La “normalisation” n’est pas au rendez-vous
Le Dr Herscovitch a annoncé que tandis que la Chine essayait d’adopter une approche diplomatique plus douce, certainement grâce à la prise de conscience que ses tactiques contradictoires ne fonctionnaient pas, la pression monte de COVID-19 et des pays comme les États-Unis évoluent sur le front technologique et économique.
En fin de compte, la Chine cherche des amis. Mais le pays prompt à offenser ne va pas rendre les choses faciles.
“Nous n’allons pas revenir en arrière en 2014 quand le président Xi Jinping était au Parlement australien, et tout le monde était lyrique à propos de la relation Australie-Chine”, a annoncé le Dr Herscovitch.

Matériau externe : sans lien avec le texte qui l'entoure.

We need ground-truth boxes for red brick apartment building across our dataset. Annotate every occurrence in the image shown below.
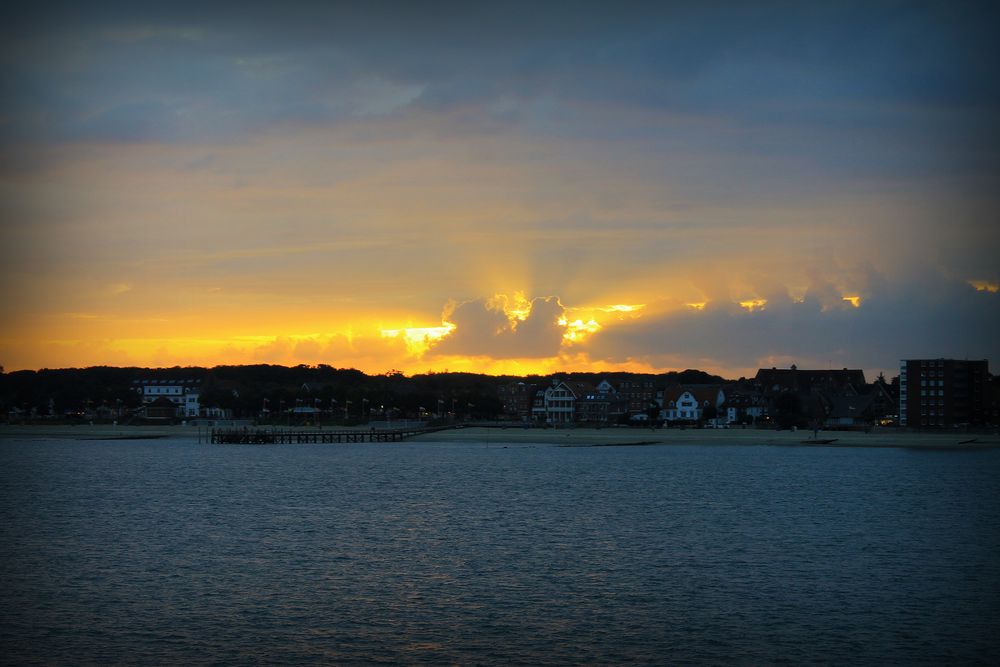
[899,359,990,428]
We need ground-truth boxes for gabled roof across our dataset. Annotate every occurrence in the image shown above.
[828,394,875,419]
[755,367,867,393]
[663,384,725,405]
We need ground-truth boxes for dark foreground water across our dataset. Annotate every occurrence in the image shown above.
[0,441,1000,665]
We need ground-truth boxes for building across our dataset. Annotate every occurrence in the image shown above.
[618,375,656,414]
[754,364,868,398]
[133,380,201,417]
[660,385,726,422]
[574,380,628,424]
[899,359,990,428]
[531,380,585,424]
[497,382,538,421]
[720,387,767,424]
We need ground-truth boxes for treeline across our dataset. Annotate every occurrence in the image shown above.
[0,364,723,419]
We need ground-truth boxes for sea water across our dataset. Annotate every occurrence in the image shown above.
[0,440,1000,665]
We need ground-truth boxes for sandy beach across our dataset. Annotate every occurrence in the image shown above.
[0,424,1000,448]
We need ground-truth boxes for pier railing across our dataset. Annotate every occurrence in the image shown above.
[209,426,454,445]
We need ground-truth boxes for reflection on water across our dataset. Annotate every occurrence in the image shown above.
[0,441,1000,664]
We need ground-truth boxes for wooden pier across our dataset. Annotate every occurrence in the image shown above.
[209,426,453,445]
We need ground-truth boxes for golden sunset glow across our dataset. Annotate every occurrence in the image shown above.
[0,3,1000,377]
[969,280,1000,294]
[559,318,601,343]
[739,299,767,313]
[381,322,455,356]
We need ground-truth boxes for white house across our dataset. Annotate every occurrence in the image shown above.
[660,385,726,422]
[136,380,201,417]
[531,381,581,424]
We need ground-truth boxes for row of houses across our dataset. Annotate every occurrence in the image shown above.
[499,366,898,427]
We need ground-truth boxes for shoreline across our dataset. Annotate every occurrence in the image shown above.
[0,424,1000,450]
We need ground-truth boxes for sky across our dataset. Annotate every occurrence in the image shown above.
[0,1,1000,378]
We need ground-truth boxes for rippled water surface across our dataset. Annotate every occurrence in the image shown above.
[0,440,1000,665]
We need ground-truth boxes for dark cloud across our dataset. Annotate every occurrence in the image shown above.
[588,279,1000,369]
[0,2,1000,149]
[431,297,564,359]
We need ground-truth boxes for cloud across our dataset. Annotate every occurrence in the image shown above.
[429,297,565,359]
[586,279,1000,374]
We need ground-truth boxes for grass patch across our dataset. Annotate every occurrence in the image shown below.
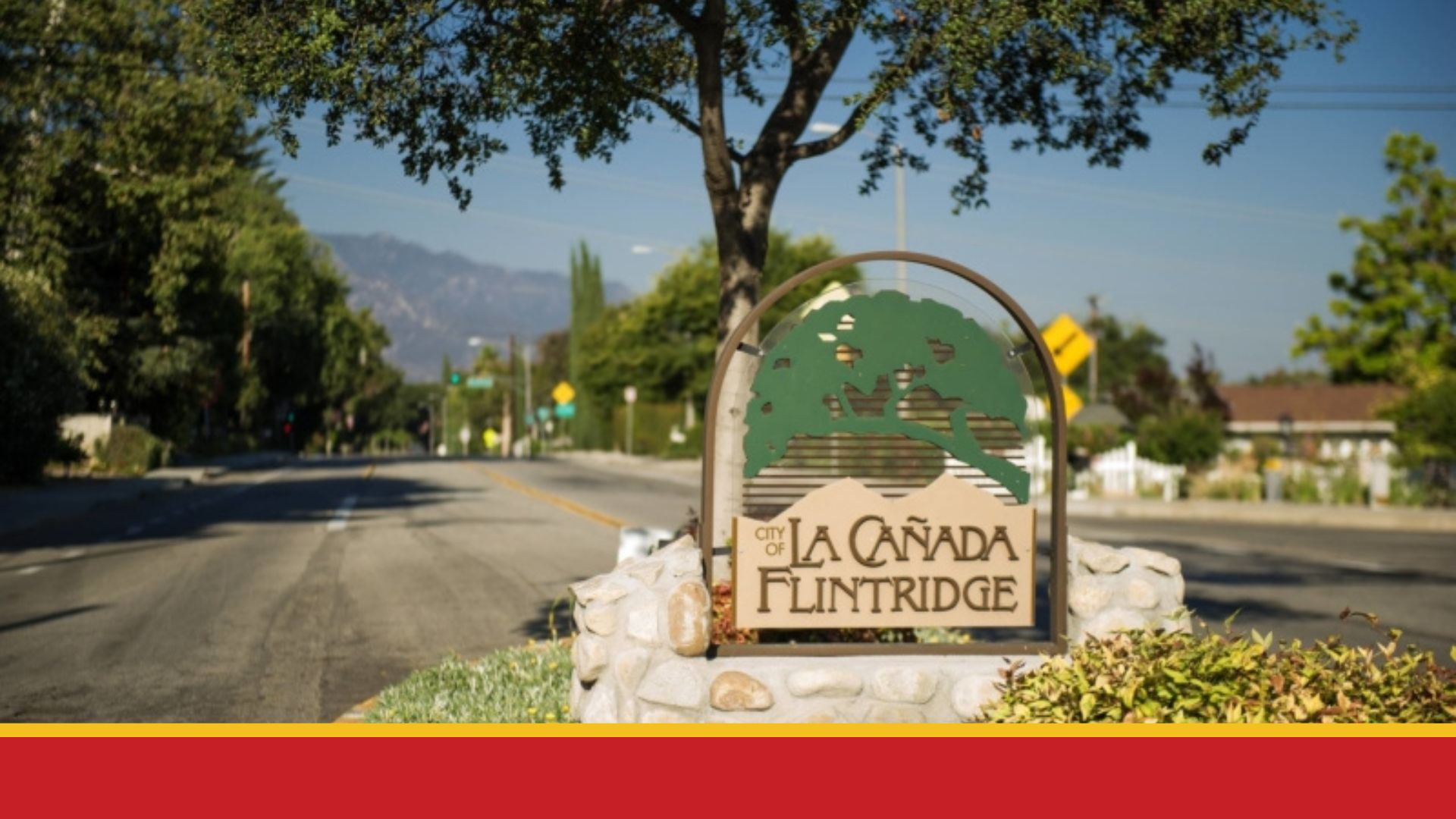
[367,640,575,723]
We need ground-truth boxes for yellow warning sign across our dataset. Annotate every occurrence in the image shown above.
[1041,313,1094,375]
[551,381,576,403]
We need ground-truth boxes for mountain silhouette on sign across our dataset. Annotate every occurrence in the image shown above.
[744,290,1031,503]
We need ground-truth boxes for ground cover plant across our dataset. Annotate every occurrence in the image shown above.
[367,640,575,723]
[986,610,1456,723]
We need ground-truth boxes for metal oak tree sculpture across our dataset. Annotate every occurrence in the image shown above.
[744,291,1031,503]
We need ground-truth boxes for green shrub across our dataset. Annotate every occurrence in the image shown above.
[0,271,82,481]
[1284,469,1325,503]
[367,640,573,723]
[986,620,1456,723]
[1391,478,1429,506]
[1192,475,1263,501]
[1329,463,1366,506]
[96,425,172,475]
[1138,408,1223,469]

«Cette période de diplomatie massivement ensoleillée et de relations vraiment positives et chaleureuses est terminée.
“Ce sera une relation beaucoup plus antagoniste, beaucoup plus tendue… et il y a toujours la possibilité que la relation explose à tout instant.”
Le président chinois Xi Jinping a récemment été réélu pour son troisième mandat. Photo : AP
Le directeur du Centre d’études chinoises de l’Université de Sydney, David Goodman, a annoncé qu’il ne fallait pas espérer la “normalisation” des relations entre l’Australie et la Chine, car il y aura toujours des restrictions.
“Accepter de ne pas être d’accord”
« De quel type de normalisation parlons-nous ? » a demandé le Dr Goodman.
« Parlons-nous d’une situation dans laquelle il y a une libre circulation des biens, des personnes et des idées entre les deux pays ?
« Cela n’arrivera pas, car les biens et les personnes peuvent circuler entre les deux pays, mais pas les idées.
“Le mieux que nous puissions espérer, c’est la libre circulation des personnes, des investissements et du commerce.”
Le Dr Goodman a annoncé que les états devront adopter une stratégie consistant à “accepter d’être en désaccord” sur plusieurs questions pour aller de l’avant.
« Si nous commencions à dire que nous ne ferons pas affaire avec tous ces pays qui ont une seule politique avec laquelle nous ne sommes pas d’accord, ou une seule voie et un seul principe opérationnel avec lesquels nous ne sommes pas d’accord, avec qui serions-nous ?
“Je me demande s’il y aurait des moments où nous ne parlerions pas aux États-Unis.”